La première question que se pose l’auditeur, lorsqu’il découvre cet album étrange constitué de 31 petits instrumentaux -dont un seul excède 2 minutes- signés J. Dilla alias Jay Dee, c’est : à qui Stonesthrow pense s’adresser en sortant ce genre de disque ? Oui, à qui, alors qu’il n’y a ici aucun hymne susceptible d’animer les dancefloors ou d’enchanter les radios ; aucun rap flamboyant pour satisfaire les puristes du Mcing ; tout au plus quelques croquis de beats et de boucles enchaînés à la sirène façon mixtape et qui, correctement développés sur quatre minutes, pourraient donner de vrais morceaux sur lesquels viendraient poser les potes rappers ou chanteurs de Dilla : Common, Q-Tip, les Roots, D’Angelo… Ou, mieux, un MF Doom lui aussi habitué de ce genre de compilations instrumentales avec ses Special herbs, vol. 1, 2, 3, 4, 5, 6, 7 (etc.), et dont on sait qu’il passe de temps en temps par Stonesthrow pour voir ce qui s’y passe -et poser à l’occasion un Madvillainy resté dans toutes les mémoires leftfield. Alors, à qui ? Sans doute aux mêmes à qui s’adressait déjà BBE lorsque le label anglais inaugura avec Jay Dee sa série Beat classics, pour un Welcome 2 Detroit un peu plus roboratif, musicalement comme au niveau des notes de pochette, mais qui n’échappait pas lui non plus à ce sentiment de frustration avec lequel on ressort de l’écoute de ces Donuts.

Frustration d’autant plus grande que, depuis la parution de ce disque, on a compris pourquoi Stonesthrow l’a sorti : début février, le label a annoncé le décès du producteur de Detroit, des suites de la maladie pour laquelle il avait déjà dû se faire hospitaliser pendant deux mois l’année dernière (c’est d’ailleurs là-bas, sur son lit d’hôpital, qu’il a produit l’essentiel de ces beats).

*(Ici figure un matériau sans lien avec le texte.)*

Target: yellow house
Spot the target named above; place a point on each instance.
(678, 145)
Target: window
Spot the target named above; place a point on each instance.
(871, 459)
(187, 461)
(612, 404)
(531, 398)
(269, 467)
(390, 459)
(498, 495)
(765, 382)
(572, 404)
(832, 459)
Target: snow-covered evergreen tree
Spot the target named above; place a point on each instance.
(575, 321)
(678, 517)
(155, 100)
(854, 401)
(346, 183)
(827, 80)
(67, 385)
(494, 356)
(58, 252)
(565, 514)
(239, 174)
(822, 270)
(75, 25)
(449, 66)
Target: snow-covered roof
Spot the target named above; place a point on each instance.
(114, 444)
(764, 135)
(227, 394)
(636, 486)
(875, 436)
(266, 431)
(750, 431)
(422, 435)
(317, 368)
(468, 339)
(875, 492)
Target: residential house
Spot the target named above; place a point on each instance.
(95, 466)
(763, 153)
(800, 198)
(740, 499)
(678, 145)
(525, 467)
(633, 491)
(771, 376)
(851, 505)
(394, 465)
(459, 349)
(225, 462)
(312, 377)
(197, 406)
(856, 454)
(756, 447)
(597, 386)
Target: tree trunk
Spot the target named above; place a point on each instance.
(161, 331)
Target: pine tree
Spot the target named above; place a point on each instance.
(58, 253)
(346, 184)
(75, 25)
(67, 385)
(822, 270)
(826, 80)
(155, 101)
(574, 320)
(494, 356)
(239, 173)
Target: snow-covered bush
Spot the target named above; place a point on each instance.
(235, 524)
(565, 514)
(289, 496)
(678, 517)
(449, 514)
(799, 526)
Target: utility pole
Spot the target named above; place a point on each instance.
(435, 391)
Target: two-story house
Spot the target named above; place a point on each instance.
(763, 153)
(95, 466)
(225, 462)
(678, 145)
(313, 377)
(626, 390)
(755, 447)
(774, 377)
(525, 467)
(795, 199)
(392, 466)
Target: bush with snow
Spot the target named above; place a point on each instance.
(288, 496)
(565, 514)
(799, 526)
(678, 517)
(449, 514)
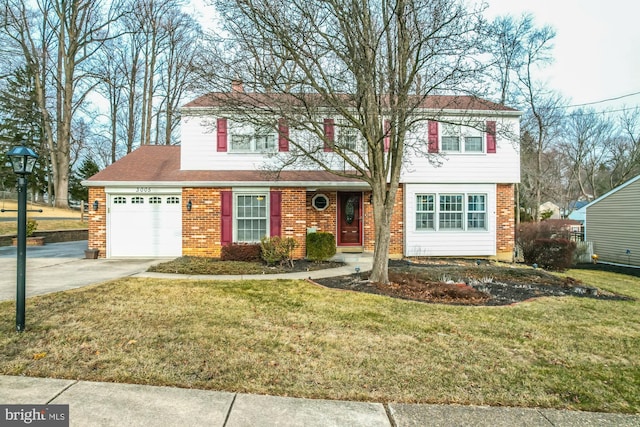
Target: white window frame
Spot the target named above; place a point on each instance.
(464, 136)
(476, 215)
(237, 218)
(469, 213)
(452, 216)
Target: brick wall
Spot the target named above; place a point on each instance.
(97, 221)
(505, 222)
(324, 220)
(294, 217)
(396, 244)
(201, 225)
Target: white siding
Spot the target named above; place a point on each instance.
(199, 153)
(449, 243)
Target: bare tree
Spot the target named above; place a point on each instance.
(543, 112)
(586, 144)
(508, 44)
(624, 162)
(360, 61)
(57, 39)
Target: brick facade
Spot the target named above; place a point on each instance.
(505, 222)
(294, 217)
(201, 225)
(98, 221)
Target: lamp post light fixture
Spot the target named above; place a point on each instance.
(22, 161)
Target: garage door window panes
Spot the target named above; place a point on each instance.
(251, 217)
(425, 211)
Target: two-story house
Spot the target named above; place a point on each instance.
(216, 188)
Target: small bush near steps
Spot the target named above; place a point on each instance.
(320, 246)
(278, 250)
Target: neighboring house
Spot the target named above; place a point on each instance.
(577, 211)
(191, 200)
(612, 224)
(550, 206)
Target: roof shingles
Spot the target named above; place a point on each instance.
(161, 163)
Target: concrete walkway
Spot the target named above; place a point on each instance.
(108, 404)
(61, 266)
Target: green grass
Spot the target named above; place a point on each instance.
(295, 338)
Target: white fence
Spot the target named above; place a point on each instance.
(583, 253)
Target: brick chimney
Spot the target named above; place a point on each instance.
(236, 86)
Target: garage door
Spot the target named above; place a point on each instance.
(144, 226)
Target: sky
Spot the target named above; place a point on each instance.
(596, 48)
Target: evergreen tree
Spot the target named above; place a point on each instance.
(87, 169)
(22, 124)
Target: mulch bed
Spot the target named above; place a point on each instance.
(462, 282)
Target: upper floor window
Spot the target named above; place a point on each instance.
(462, 139)
(260, 141)
(425, 211)
(349, 140)
(251, 217)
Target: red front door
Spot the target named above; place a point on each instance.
(349, 219)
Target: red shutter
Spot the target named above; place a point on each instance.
(222, 134)
(433, 136)
(283, 135)
(329, 132)
(226, 214)
(275, 209)
(387, 135)
(491, 136)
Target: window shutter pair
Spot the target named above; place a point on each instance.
(283, 135)
(432, 138)
(226, 215)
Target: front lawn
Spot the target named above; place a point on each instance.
(295, 338)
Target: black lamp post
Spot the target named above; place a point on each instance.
(22, 160)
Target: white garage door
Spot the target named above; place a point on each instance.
(144, 226)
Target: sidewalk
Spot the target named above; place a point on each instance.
(108, 404)
(352, 261)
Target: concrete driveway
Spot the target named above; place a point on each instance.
(60, 266)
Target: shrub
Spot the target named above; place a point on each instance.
(32, 225)
(552, 254)
(241, 252)
(278, 250)
(320, 246)
(529, 232)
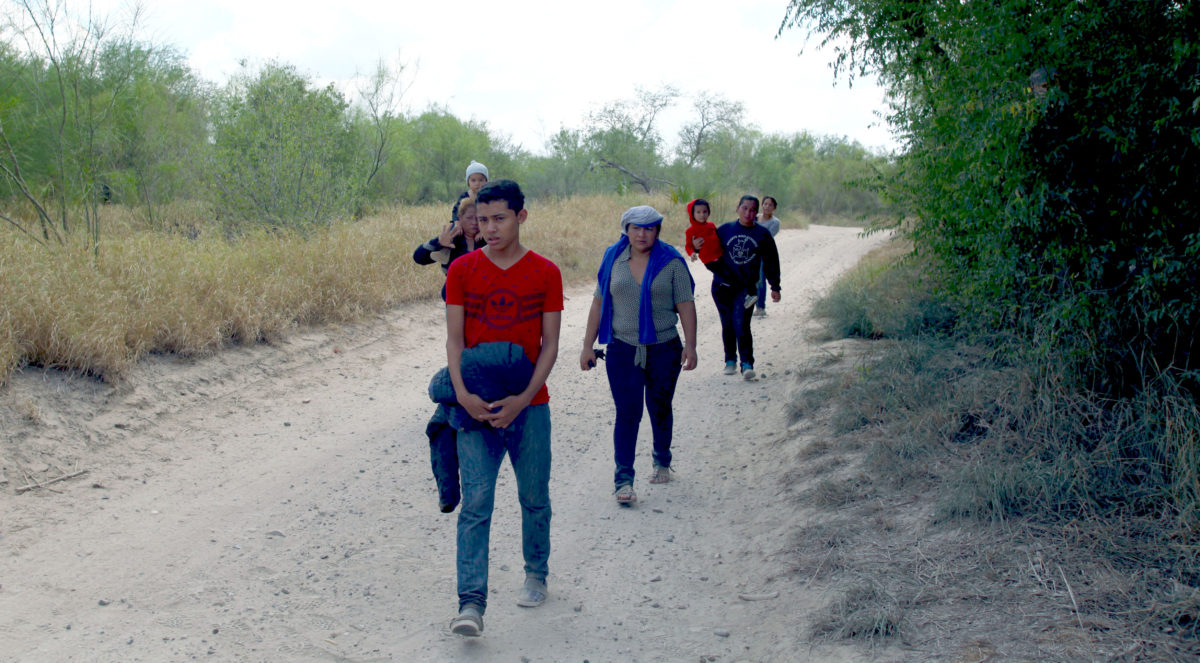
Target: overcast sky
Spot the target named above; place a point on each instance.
(528, 67)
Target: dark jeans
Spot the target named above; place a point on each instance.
(480, 452)
(735, 324)
(762, 288)
(630, 386)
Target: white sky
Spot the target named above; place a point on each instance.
(528, 67)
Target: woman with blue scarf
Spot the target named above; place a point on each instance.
(643, 288)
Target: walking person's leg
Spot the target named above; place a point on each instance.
(761, 305)
(745, 347)
(725, 299)
(628, 383)
(529, 454)
(480, 453)
(663, 365)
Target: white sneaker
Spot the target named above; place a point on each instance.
(468, 622)
(533, 593)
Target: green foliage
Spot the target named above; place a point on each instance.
(285, 154)
(1066, 210)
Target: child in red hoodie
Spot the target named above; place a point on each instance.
(711, 250)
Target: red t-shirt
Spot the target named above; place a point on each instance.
(707, 231)
(505, 304)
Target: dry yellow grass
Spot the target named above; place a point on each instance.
(177, 286)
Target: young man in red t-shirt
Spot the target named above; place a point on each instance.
(503, 292)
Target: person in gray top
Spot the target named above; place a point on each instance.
(643, 290)
(768, 220)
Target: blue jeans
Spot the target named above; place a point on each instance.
(480, 452)
(735, 324)
(630, 384)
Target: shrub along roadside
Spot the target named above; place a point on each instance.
(1001, 437)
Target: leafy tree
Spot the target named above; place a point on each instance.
(55, 121)
(285, 154)
(441, 147)
(1050, 167)
(160, 131)
(713, 113)
(625, 141)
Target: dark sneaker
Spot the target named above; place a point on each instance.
(469, 621)
(533, 593)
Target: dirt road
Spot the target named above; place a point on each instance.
(276, 503)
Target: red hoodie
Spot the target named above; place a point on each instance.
(707, 231)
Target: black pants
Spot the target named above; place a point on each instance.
(735, 323)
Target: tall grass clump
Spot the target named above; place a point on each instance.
(1000, 432)
(889, 274)
(180, 284)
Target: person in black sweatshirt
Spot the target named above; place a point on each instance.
(748, 248)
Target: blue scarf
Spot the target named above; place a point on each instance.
(661, 255)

Et ces Donuts deviennent alors pour l’éternité ce à quoi ils ressemblaient en première instance : le brouillon d’une oeuvre future à jamais perdue. Et on réécoute ces morceaux, non plus comme des promesses, mais comme des regrets : parce qu’ils démontrent la variété des goûts de Jay Dee, entre le sampling énaurme de Light my fire et la géométrie électronique de The Factory, le rétro-psychédélisme bouillonnant de Lightworks et le délire final à la Lord Quas de Mash et Glazed, ou encore les langueurs lascives de Hi. Il y a là plusieurs esquisses qu’on aimerait bien entendre étendues sur un maxi, comme ce Two can win presque entièrement prêt à l’usage, ou Time : The Donut of the heart, qui n’attend plus que Common vienne poser.

Mais on y trouve aussi des boucles sans grand intérêt (One eleven, Dilla says go), quelques samples un peu trop paresseusement entremêlés (Don’t cry), ou alors un peu trop faciles (Geek down, 573e morceau échantillonnant ESG, tout juste sauvé par son écho de guitare psyché), et des facilités de production surfant sur l’air du temps -oui, on entend des voix pitchées, sur ce One for ghost jeté au plus consistant des soldats du Wu-Tang (le site de Stonesthrow indique que la rencontre a bien eu lieu, on le vérifiera donc dans quelques temps sur le nouvel album du bonhomme). Il serait hâtif de juger l’héritage de Jay Dee à l’aune de ce document, qui est à peu de choses près la photographie de sa table de travail le jour de sa mort, et guère plus ; mais c’est aussi le dernier album d’un producteur qui n’a jamais vraiment réussi à donner la pleine mesure de son talent sur la foi d’un LP, quoi qu’en pensent ses aficionados en bonnet de laine : son Jaylib avec Madlib ne valait ni The Unseen qui l’a précédé, ni le Madvillainy qui lui a succédé ; les deux disques de Slum Village versaient trop dans la mollesse jazzy pour véritablement convaincre ; et ses meilleurs productions sont éparpillées ici ou là, chez The Pharcyde (l’intemporel Runnin’), Common, De La Soul ou D’Angelo. Reste Welcome 2 Detroit, son premier CD solo, qui paradoxalement n’était jamais aussi convaincant que lorsque Jay Dee délaissait ses atavismes jazzy pour plonger dans la vulgarité digitale de Big booty express, démontrant une nouvelle fois que c’est bien le bon goût qui est le pire ennemi du rap.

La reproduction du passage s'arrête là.